As Capitol Hill redoubles its efforts to come to consensus on a healthcare reform bill, the long-term care community feels it is important to make one point clear: We support the need for healthcare reform. We believe in the goal of expanding access to quality, affordable health care to as many Americans as possible. As is always the case, however, it is the details and how we achieve that goal that has our community concerned.

The Alliance for Quality Nursing Home Care has long made quality improvement the centerpiece of our agenda.  We are committed to providing quality care to the vulnerable seniors entrusted in our care. We also support transparency in the management of our facilities. These are points we can agree on with our leaders in government. Where we differ with those writing the health care reform legislation is on how it is funded.

In the legislation proposed by Congress, deep cuts to Medicare funding for nursing home care are included. While we understand that need for shared sacrifice, it is vital we take current economic reality into consideration. 

The Alliance will soon release a new quarterly publication, produced by the independent analysis group, Avalere Health, called Care Context, examining both the types of nursing home residents and the funding streams which our facilities rely on. The report shows that skilled nursing facilities rely heavily on both Medicaid and Medicare funding.

“In FY 2007, Medicaid was the primary payer for about 56.4 percent of nursing facility patient days and Medicare was primary for approximately 13.1 percent of patient days,” the report states.

Unfortunately, with the economic condition our governors are grappling with in the states, Medicaid payments to nursing homes are eroding significantly. This is coupled with the fact that in July, the Centers for Medicare and Medicaid Services cut Medicare funding for nursing home care by $12 billion [over 10 years]. This combined one-two punch means there is little more the long-term care community can give without threatening thousands of jobs and the quality of care we can provide to our residents. 
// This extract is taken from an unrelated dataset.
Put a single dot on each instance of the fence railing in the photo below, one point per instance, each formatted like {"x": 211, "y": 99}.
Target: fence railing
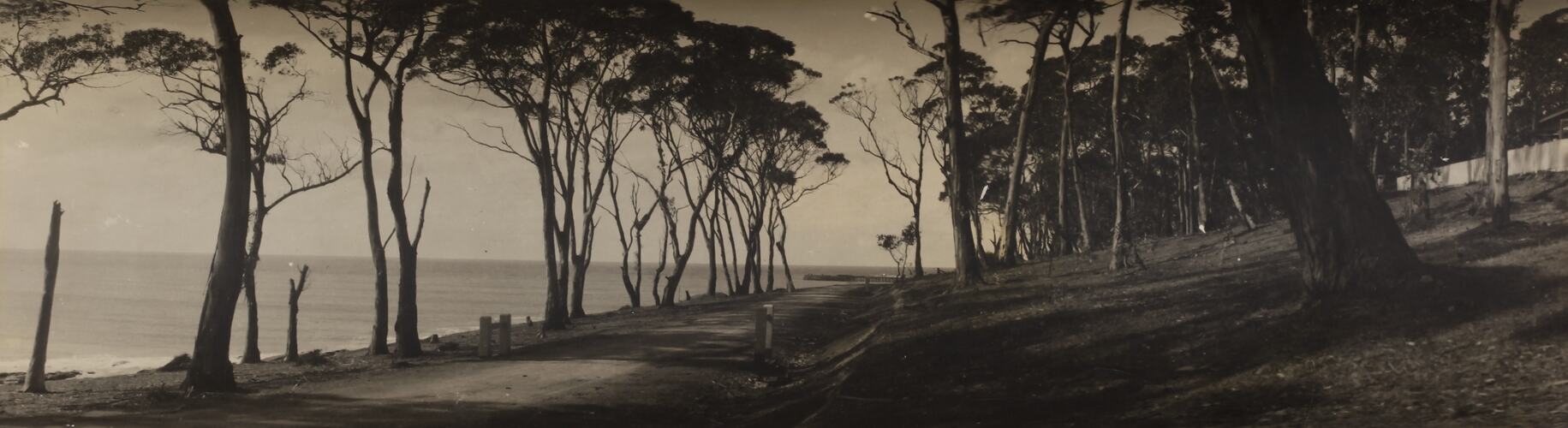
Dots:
{"x": 1551, "y": 156}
The skilled nursing facility community believes additional support is possible in order to help the country achieve badly needed reform to our healthcare system.  However, any further changes to nursing home care need to be driven by sound policy and not merely by a need to make the numbers add. 

There are numerous policy initiatives we support that would mean true savings to the Medicare system. For example, avoiding unnecessary re-hospitalizations, providing better care coordination and extending policy initiatives to place Medicare patients in the lowest cost setting appropriate to their needs would help to reform the system and would be wins for patients, their families, workers and providers. 

Again, while we understand that congressional leaders must seek savings to help finance Americans’ expanded access to health care, additional cuts to Medicare funding for nursing home care along the lines being proposed today just isn’t sound policy and doesn’t make sense for our seniors.

Alan Rosenbloom is president of the Alliance for Quality Nursing Home Care.